Blaming bad bankers is the easy way out

Yesterday's 'Bankers' Sorry Fest' was a truly pointless and futile carnival of apology. It was a lose-lose situation for all involved. Those who wanted abject, tear-inducing, grovelling apologies from the big four former bank chiefs will have been desperately unsatisfied with the low sorry count. (There were 7 sorries, 13 apologies and 1 regret in total according to The Times). Any of us after some more probing questions that may have led to deeper and more profound answers to the cause of the banking crisis came away from watching the charade with zilch.

However, while we were all looking at the phony interrogation by the Treasury Select Committee, the 'real' story of the day was lurking elsewhere. The Sir James Crosby and the whistleblower story hovered around all day and then butted into the evening news agenda with a vengance. We all know what happened next. It is indicative of the fluid nature of events, and the out of control blame culture we all live in, that news stories about the economic crisis have a habit of seemingly popping up from nowhere and usurping the current story of the day. The trouble for Gordon Brown (GB) is that the blame radar keeps on revealing targets closer to home. I predict that the end of this process is going to be painful, obvious and inevitable: GB will be staring at himself as the radar makes a constant bleep and he will be unable to defend New Labour's record or his personal role in the perceived mismanagement of the economy. A few months ago he employed the blame radar to locate a distant American submarine, or subprimemarine if you will, as the toxic asset-packed vessel that was to blame for UK's economic woes. In the last few weeks, with the aid of some crass contributions by 'Up Pops John Prescott', GB's ire has been fixated on THE BANKERS. And now, today, a close aid and appointee of GB's, Sir James Crosby (CEO of HBOS from 2001 to 2006), has had to resign because of accusations that he unfairly dismissed his former head of risk at HBOS for articulating his fears of the bank's rapid and risky growth. Bleep, bleep, bleep, bleeeeeeeeeeeeeeep!

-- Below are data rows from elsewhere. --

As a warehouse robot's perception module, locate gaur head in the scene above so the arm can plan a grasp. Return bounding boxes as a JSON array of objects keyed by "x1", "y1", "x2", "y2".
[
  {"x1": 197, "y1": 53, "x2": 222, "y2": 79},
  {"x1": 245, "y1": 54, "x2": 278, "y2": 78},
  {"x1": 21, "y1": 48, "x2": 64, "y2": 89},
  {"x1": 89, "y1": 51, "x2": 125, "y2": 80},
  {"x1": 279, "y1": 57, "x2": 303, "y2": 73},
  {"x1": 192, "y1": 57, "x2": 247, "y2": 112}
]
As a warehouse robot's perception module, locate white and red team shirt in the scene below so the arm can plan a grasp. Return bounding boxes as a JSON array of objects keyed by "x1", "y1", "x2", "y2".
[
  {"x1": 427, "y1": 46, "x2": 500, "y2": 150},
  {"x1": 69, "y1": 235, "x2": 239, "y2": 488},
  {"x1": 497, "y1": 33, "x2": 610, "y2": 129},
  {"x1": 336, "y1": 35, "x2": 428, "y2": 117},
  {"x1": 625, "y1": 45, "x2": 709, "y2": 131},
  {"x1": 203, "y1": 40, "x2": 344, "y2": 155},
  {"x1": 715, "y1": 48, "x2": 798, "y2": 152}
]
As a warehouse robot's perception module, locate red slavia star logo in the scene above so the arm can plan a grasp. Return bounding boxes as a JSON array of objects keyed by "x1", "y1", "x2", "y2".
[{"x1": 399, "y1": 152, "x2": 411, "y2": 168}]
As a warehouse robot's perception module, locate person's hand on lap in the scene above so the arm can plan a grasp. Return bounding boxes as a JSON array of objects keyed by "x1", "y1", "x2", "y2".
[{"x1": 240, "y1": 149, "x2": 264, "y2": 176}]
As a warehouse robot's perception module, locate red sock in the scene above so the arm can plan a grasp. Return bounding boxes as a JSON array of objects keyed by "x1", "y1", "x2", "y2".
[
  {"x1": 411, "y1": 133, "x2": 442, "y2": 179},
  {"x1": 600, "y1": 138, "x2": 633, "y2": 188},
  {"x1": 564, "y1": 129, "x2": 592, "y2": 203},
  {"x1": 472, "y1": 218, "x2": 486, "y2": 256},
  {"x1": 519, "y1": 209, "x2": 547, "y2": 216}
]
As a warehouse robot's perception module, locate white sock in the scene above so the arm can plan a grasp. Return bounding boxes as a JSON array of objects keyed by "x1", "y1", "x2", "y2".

When one member of the Treasury Select Committee, Liberal Democrat MP John Thurso, said: “Could we get back to Captain Mainwaring running a bank we could trust?” the quaint ineffectiveness of the whole occassion was sealed. Sir Tom McKillop (former RBS) laughed and replied: “Well I recognise that sentiment.” Ahhhh...

...the reassuring, bumbling amateurishness of Britain's favourite bank manager and part-time Captain of the Home Guard (a fictional character I love, by the way) versus the former Masters of the Universe - no competition! In this climate Mainwaring wins every time. But perhaps a slither of sense sneaked under the door of the Select Committee and floated like a nasty smell through the corridors of the Palace of Westminster to get up the noses of any MP who might try and escape the dense toxic fog engulfing UK's political class and the sensible words were:

“It’s just too simple if you want to blame it all on me.” (Sir Fred the Shred Goodwin, former RBS CEO).

Case not closed. Case never properly opened.

Thursday, 5 February 2009

Gordon Brown: saving the world from depression

I have complete antipathy with anyone who occasionally muddles up words. My heart goes into them. It's only humane; everyone does it sometimes. Gordon Brown is only suffering from Wrong Word Syndrome (WWS) and it is cruel, and frankly not politically correct of David Cameron, to tease and jibe Gordon about what is clearly an affliction.

Today at Prime Minister's Questions (PMQs) Gordon told MPs: "We should agree as a world on a monetary and fiscal stimulus that will take the world out of r... depression." In December, Gordon said at PMQs: "we not only saved the world" when he meant to say "banks".

There is only one man who can save the world from depression and that is Gordon. I can't think of anyone else more suitable to lift hearts and minds and put a smile back on faces as we sit at home thawing out by maxed-out, fuel bill unfriendly radiators.

Gordon is going to make sure that we get off with a light headache you just wait and see. You might feel a bit fuzzy but it ain't full blown, clinical "D" word. How do I know? Just look into his eyes... he hasn't a clue what's going on, let alone what's coming out of his mouth.